Dugun Dernek 2: Sunnet [Wedding Feast 2: Circumcision] has sold more than 3 million tickets between Dec. 4 and 13, according to cinema industry website www.BoxOfficeTurkey.com.

The movie’s ticket sales have even surpassed those of the latest offering by Turkish stand-up comedian Cem Yilmaz whose movies have regularly dominated the charts for more than a decade. 

Dugun Dernek and its sequel were both written and directed by Selcuk Aydemir – an engineer by profession – and stars Turkish actors Murat Cemcir and Ahmet Kural.   

Speaking to Anadolu Agency, Turkish film critic for daily newspaper Hurriyet, Ugur Vardan, said he believed Aydenir’s works have been successful because several key scenes went viral on social media.

Word-of-mouth support has also been especially strong, he adds.

The film’s director and co-stars have also benefitted from their experiences in the Turkish television industry, especially in their common time in soap operas, Vardan says.

“The timing of the film’s release was also important,” Vardan claims, referring to the escalating tension in southeastern Turkey where the Turkish army is combatting the PKK, which is considered as a terrorist organization by Turkey, the E.U. and the U.S.  

“Turkey is a country of an always busy, depressive agenda,” he says. “Laughter is the best solution for such situations and most of the time, the cure is comedy films.”

The titles of both films leave little to the imagination, plot-wise.

The first movie tells the story of a group of people’s attempt to organize a big wedding party in an eastern Turkish village.

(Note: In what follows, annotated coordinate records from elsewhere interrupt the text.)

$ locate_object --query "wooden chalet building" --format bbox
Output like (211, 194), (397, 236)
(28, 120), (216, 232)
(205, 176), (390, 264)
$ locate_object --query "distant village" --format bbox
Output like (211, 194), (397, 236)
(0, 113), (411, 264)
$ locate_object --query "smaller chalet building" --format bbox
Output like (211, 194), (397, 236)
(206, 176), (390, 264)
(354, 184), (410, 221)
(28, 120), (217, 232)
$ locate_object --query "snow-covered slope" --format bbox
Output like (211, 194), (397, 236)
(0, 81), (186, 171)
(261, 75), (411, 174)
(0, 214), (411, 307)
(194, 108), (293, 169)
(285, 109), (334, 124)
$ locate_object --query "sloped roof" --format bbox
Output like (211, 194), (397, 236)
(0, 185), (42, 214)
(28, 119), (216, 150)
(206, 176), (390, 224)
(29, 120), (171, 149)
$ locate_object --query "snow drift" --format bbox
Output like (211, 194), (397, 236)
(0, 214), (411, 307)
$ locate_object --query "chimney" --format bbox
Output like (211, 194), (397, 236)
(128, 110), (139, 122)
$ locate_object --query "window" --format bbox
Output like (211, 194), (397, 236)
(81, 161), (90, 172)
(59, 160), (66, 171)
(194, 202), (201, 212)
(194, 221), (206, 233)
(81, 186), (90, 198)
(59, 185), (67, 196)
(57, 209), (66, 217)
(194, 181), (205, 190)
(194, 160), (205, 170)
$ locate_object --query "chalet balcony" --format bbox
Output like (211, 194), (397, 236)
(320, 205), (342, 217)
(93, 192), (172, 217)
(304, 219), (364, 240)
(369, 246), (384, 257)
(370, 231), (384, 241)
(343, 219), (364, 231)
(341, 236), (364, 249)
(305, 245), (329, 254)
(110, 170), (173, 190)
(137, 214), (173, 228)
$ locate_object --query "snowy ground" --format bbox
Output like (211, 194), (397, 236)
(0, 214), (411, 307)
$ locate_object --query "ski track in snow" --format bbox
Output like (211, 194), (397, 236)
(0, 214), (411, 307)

In the sequel, the gang attempts to hold a circumcision ceremony, which later turns into a much bigger party where, in one scene, the boy-to-be-circumcised can be seen sitting on a throne reminiscent of the one in the American fantasy drama Game of Thrones.

Marketing expert Ayca Cavci, 28, says the movie was not something to think intensely about, rather just a fun experience.

“You can see the sincerity of the people in the village, [their] neighborhood friendship - […] and, most importantly, the great acting,” she says.

Critic Vardan hails the acting performances but adds “the jokes are not as conspicuous as in the first movie”.

“Probably the best part of the film is the halay [a local folk dance] scene at the beginning,” he says, referring to an outrageous dance number.

However, Vardan argues that the Dugun Dernek cast has “lowered the bar” in order to reach a similar box-office number as the first film, which was seen by almost 7 million people in 2014.

“I did not like the film in terms of cinema,” Vardan says.

According to the Turkish cinema critic, Dugun Dernek 2 does not offer much for foreign audiences.

He says that non-Turkish speaking audiences would only observe Turkish spectators laughing in the theater without understanding why – even with the appropriate subtitles.